Jazilul: Hari Pahlawan Erat Kaitannya dengan Resolusi Jihad

0
78 views
Anggota DPR RI Jazilul Fawaid dalam diskusi Empat Pilar di Kantor DPC PKB Gresik, Jumat (2/9/2016). (Foto: BG/As)
Anggota DPR RI Jazilul Fawaid dalam diskusi Empat Pilar di Kantor DPC PKB Gresik, Jumat (2/9/2016). (Foto: BG/As)

BeritaGresik.com – Hari Pahlawan yang dieperingati setiap 10 November memiliki hubungan yang erat dengan Resolusi Jihad, dimana para kiai menyerukan berjihad melawan penjajahan di Tanah Air.

Demikian diungkapkan Anggota DPR RI Jazilul Fawaid dalam diskusi Empat Pilar bertajuk “Implementasi Hari Pahlawan dan Mengenali Kembali Jati Diri Bangsa”, di Kantor DPC PKB Gresik, Jumat (2/9/2016).

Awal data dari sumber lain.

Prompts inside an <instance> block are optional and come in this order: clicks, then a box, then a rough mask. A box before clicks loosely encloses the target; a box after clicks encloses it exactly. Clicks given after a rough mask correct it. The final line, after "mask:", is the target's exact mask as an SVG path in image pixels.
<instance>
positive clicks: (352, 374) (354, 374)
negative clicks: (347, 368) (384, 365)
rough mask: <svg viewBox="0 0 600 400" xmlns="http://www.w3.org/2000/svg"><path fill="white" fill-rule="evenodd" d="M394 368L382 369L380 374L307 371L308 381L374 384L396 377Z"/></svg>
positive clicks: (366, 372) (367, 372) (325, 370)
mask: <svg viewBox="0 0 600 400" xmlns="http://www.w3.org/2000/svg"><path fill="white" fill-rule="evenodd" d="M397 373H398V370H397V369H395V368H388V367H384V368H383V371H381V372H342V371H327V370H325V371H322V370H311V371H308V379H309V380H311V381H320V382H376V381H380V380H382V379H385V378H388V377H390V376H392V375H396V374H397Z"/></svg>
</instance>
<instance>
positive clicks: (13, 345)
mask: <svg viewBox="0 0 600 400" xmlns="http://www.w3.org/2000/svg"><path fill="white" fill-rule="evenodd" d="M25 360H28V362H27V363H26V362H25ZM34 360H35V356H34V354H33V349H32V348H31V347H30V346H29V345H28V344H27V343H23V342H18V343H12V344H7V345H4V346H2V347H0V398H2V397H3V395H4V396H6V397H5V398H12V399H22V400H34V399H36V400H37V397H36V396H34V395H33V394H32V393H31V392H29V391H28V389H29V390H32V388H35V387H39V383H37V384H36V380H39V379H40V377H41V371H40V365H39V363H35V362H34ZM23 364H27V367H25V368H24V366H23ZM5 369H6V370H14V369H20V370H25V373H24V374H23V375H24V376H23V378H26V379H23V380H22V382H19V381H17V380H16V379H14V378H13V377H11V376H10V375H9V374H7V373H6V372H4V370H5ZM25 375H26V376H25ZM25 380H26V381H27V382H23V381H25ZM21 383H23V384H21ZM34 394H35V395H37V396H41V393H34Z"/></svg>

Menurut dia, perlawanan arek-arek Suroboyo terhadap tentara sekutu pada 10 November 1945 yang kini diperingati sebagai Hari Pahlawan merupakan rangkaian dari Resolusi Jihad.

“Saat itu, Rais Akbar Nahdlatul Ulama (NU) Hadratussyaikh KH Hasyim Asy’ari mengeluarkan Fatwa Jihad bagi seluruh umat Islam yang dekat dengan Surabaya ikut berperang melawan penjajah,” ujarnya.

Karena itu, dia berpandangan bahwa nilai nasionalisme yang menjadi panutan bagi perjuangan mempertahankan Negara Kesatuan Republik Indonesia merupakan refleksi dari nilai-nilai keislaman.

Nilai nasionalisme sebagai “Masterpiece Nusantara” merupakan hasil dari gerakan antara gerakan nasionalis dan pergerakan Islam. Untuk itu, Jazilul berharap tidak ada dikotomi di antara pergerakan nasionalis dan Islam.

“Sebab keduanya sama-sama memiliki konyribusi atas kemerdekaan negara ini,” ucapnya.

Dia juga menekankan agar karya-karya orisinil dari Islam Nusantara diteruskan dan menjadi pegangan bagi umat Islam di Indonesia. Karya-karya orisinil itu penting untuk pembangunan Islam di Indonesia.

“Seperti itulah maksud dari etos kepahlawanan yang sebenarnya,” jelasnya.

Jazilul menambahkan, sebagai bangsa yang berdaulat, peringatan hari pahlawan bukan hanya sebatas ungkapan rasa syukur, tetapi refleksi terhadap keyakinan jati diri bangsa yang bermartabat. (as)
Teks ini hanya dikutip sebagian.